審査をするシュー、ヴァィ、スーハ、ダイは受験者の実力をしっかり見て、手元のカードに評価をつける。

魔術を使う者は、どんな魔法が使えるか、攻撃魔法のコントロールはどうかを見る。

剣術は、剣の種類に、実力を、武術は実力を見る。

魔法が栄えるこの国では、それで王国騎士になるには、ハードルが高い。

高いレベルの魔法が重視されるからだ。

「ダメだ、あいつ。魔力が全くねぇし、コントロールがなさすぎる。」

「そうね、あの人は少し実力に欠けるわ。
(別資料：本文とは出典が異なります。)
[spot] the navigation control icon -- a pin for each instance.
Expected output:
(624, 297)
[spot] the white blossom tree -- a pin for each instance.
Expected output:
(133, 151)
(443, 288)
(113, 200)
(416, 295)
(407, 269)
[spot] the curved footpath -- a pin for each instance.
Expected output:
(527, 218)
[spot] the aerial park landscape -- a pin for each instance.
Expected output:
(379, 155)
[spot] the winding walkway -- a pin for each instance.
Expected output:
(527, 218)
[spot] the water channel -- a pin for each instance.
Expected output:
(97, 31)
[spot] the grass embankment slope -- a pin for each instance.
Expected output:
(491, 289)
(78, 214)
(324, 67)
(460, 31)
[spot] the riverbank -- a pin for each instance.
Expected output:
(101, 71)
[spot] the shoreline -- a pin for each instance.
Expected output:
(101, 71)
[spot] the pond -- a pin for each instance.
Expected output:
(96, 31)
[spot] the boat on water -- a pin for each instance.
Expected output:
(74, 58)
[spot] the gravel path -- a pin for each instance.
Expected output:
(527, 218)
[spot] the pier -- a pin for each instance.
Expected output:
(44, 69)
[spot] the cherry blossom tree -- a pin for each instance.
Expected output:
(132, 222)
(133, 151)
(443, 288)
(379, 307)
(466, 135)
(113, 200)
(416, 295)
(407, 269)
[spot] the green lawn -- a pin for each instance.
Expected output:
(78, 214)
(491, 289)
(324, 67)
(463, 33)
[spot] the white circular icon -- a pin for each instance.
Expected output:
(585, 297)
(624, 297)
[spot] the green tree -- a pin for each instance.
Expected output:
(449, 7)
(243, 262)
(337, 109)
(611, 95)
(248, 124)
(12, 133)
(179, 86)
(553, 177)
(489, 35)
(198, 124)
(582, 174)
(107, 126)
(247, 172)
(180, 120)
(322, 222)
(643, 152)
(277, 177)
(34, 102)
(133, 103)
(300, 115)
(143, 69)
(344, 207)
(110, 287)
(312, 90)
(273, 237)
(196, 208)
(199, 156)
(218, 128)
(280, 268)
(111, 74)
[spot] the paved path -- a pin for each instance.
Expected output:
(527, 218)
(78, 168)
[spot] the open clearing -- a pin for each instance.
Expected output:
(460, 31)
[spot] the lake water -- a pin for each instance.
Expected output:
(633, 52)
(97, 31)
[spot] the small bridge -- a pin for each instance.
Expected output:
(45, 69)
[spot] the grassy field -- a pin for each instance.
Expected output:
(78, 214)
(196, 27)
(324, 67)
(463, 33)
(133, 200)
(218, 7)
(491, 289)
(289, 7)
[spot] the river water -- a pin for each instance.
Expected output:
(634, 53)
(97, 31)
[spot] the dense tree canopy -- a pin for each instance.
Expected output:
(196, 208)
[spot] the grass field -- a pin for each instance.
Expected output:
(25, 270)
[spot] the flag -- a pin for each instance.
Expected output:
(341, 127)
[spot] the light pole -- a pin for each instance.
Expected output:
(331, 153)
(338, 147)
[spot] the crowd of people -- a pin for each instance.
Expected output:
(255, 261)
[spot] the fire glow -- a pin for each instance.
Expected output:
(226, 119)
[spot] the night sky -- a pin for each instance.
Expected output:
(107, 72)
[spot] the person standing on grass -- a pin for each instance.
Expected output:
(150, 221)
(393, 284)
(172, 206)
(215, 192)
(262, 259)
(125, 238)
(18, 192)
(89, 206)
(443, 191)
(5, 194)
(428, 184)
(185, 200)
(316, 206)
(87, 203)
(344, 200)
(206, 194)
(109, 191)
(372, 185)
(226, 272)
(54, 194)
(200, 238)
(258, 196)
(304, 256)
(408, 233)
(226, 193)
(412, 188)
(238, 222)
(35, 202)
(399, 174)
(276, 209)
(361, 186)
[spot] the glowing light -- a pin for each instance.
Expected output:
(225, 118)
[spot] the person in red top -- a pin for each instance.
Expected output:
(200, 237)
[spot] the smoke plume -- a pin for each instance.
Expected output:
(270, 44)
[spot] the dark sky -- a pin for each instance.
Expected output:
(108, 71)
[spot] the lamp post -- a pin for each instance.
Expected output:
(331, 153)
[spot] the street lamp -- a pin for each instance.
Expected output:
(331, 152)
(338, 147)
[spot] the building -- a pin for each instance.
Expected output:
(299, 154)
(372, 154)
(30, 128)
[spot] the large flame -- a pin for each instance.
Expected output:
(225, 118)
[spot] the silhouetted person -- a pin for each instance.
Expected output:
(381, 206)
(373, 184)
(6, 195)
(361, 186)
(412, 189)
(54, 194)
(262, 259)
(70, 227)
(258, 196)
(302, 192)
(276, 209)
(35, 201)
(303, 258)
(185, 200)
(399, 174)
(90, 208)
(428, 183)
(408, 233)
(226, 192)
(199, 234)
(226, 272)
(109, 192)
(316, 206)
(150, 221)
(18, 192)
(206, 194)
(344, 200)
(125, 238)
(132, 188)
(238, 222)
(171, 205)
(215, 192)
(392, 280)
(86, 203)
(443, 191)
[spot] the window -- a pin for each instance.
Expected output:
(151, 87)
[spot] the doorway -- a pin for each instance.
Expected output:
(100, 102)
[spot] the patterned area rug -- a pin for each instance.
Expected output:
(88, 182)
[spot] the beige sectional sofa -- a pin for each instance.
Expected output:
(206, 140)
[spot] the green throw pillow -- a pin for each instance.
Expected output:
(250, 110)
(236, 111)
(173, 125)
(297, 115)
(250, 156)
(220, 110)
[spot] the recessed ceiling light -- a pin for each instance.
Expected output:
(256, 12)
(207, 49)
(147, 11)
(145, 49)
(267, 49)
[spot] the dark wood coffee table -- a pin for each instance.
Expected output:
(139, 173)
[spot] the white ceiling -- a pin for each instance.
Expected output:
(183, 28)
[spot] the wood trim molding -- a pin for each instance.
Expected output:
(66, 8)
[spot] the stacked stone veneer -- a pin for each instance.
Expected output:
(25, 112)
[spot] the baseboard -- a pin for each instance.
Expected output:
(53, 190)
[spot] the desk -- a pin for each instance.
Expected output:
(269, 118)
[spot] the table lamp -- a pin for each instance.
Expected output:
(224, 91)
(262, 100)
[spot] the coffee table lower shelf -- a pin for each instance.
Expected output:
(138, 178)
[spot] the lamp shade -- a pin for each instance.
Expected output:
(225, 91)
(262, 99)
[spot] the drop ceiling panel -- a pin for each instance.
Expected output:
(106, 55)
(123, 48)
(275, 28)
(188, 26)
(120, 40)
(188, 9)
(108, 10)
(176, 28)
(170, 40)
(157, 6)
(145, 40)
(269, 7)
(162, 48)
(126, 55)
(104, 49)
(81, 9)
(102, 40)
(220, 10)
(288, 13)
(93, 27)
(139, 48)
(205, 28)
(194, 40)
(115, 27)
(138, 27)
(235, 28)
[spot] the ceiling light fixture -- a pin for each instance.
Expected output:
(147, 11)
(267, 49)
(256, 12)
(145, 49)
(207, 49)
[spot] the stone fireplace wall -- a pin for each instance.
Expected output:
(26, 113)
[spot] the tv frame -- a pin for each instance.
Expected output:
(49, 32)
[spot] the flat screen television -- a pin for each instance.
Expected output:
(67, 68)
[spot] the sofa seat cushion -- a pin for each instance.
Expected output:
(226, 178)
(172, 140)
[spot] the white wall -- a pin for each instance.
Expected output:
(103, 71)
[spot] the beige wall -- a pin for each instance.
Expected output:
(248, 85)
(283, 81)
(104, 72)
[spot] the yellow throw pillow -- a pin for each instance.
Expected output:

」

レイドの魔術は本当にスゴいものだった。

この国に拾われた11歳の歳に、高い魔力と攻撃魔法3種類を身に付けていた。

その実力に皆が驚いた。

当時、中等騎士であったシューが国一番の魔術者であったが、レイドは彼を上回る魔力だった。

足元に魔法陣を描く魔術は、この国はない。

「リィナ。」

「ん?なぁに?」

「この中に気味の悪い魔力を持つ奴がいる。」

「え!?」

リィナの耳元でレイドがささやいた言葉に、彼女は驚いた。

レイドには、魔力に隠された情を読み取る力があった。